Finally, the discussion holds not only for policy analysis but also for the corresponding process of policy monitoring and evaluation. The current state of the art in scientific literature suggests that it is possible to evaluate the single causal impact of a policy, but this is far to be true: even in a controlled policy field experiment, it is not possible to estimate the external validity of the results when a pilot policy instrument is deployed at the country level, that is, at a different scale of complexity, or repeated in a slightly different situation in which local attributes are different.

4 The Way Forward

Data and algorithms applied to CSS can heavily impact upon the way we conceive the process of policy generation. However, the adoption of such tools needs preceding efforts by the policy itself, mainly in the areas of data as an input.

The ability of the public infrastructure to gather and store data for many sources calls for investment in technology, human capital, and a legislation that find a fine balance between citizens’ right for privacy and a flexible use of the data.
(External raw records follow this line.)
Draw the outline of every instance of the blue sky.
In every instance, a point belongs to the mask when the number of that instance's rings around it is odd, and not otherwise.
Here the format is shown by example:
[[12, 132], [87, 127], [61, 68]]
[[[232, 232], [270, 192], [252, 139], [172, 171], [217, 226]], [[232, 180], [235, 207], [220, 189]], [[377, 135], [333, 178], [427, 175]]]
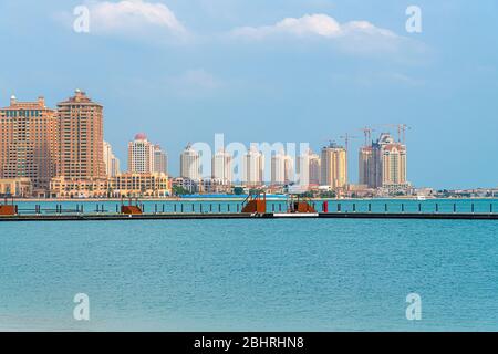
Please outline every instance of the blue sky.
[[[73, 30], [81, 4], [89, 33]], [[405, 30], [411, 4], [422, 33]], [[186, 143], [215, 133], [318, 150], [406, 123], [416, 186], [496, 187], [497, 35], [495, 0], [2, 0], [0, 105], [15, 94], [55, 106], [82, 88], [104, 105], [123, 165], [145, 132], [174, 175]]]

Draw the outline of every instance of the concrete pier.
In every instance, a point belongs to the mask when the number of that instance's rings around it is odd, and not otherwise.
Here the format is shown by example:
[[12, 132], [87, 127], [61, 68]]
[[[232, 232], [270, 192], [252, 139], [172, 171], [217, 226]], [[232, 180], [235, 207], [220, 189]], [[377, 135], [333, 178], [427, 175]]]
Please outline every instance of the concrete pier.
[[205, 220], [205, 219], [429, 219], [498, 220], [498, 214], [468, 212], [183, 212], [183, 214], [45, 214], [0, 216], [2, 221], [125, 221], [125, 220]]

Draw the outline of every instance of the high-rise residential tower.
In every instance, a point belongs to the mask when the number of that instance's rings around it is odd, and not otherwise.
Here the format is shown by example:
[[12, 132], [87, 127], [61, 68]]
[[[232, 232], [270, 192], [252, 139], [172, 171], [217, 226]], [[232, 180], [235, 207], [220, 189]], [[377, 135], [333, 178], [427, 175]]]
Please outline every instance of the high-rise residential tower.
[[390, 134], [381, 134], [377, 142], [363, 146], [359, 156], [359, 183], [370, 188], [407, 187], [406, 145]]
[[322, 148], [321, 185], [343, 188], [347, 184], [347, 153], [342, 146], [331, 143]]
[[159, 174], [168, 173], [168, 156], [159, 145], [154, 145], [154, 171]]
[[58, 104], [59, 176], [71, 179], [105, 178], [103, 106], [83, 91]]
[[320, 184], [320, 156], [311, 149], [304, 152], [298, 158], [299, 185], [318, 186]]
[[191, 180], [199, 180], [200, 157], [190, 144], [188, 144], [180, 155], [180, 177]]
[[247, 186], [261, 186], [263, 184], [264, 156], [255, 146], [242, 156], [242, 183]]
[[45, 100], [19, 102], [0, 110], [0, 178], [30, 178], [35, 195], [44, 195], [59, 164], [54, 110]]
[[120, 160], [114, 155], [113, 148], [107, 142], [104, 142], [104, 164], [107, 177], [116, 177], [121, 173]]
[[271, 184], [283, 185], [286, 183], [286, 155], [278, 152], [271, 156]]
[[134, 174], [151, 174], [154, 171], [154, 145], [144, 133], [135, 135], [128, 143], [128, 171]]
[[225, 149], [218, 150], [212, 156], [211, 164], [211, 177], [212, 179], [220, 180], [225, 185], [231, 184], [232, 170], [231, 170], [232, 157]]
The storage and the computational power of large amount of data should not rely on foreign service providers since data should be subject to European regulation. Therefore, policies within the European Data Infrastructure such as the European Open Science Cloud are welcome as well as the high prioritization of technological infrastructure in the European Regional Development Fund.Footnote 5

Data collected and stored in Europe are subject to the GDPR which is correctly concerned with citizens’ privacy protection. Although art. 89 allows research of certain privileges in data handling, the regulation is silent about the use for research of privately gathered data, de facto providing a solid reason to a large private platform not to share their data. This is in area in which the policy maker could intervene with the purpose of facilitating public-private data exchange for achieving the purpose of public interest.

The management of data and CSS also requires investments in human capital. The introduction of new professional profiles such as data stewards is required to deal with legislation and technical issue related to data, and the introduction of university curricula in data science should be encouraged. Moreover, due to variegated mix of skills that are required to apply CSS, interdisciplinary research should be supported and promoted.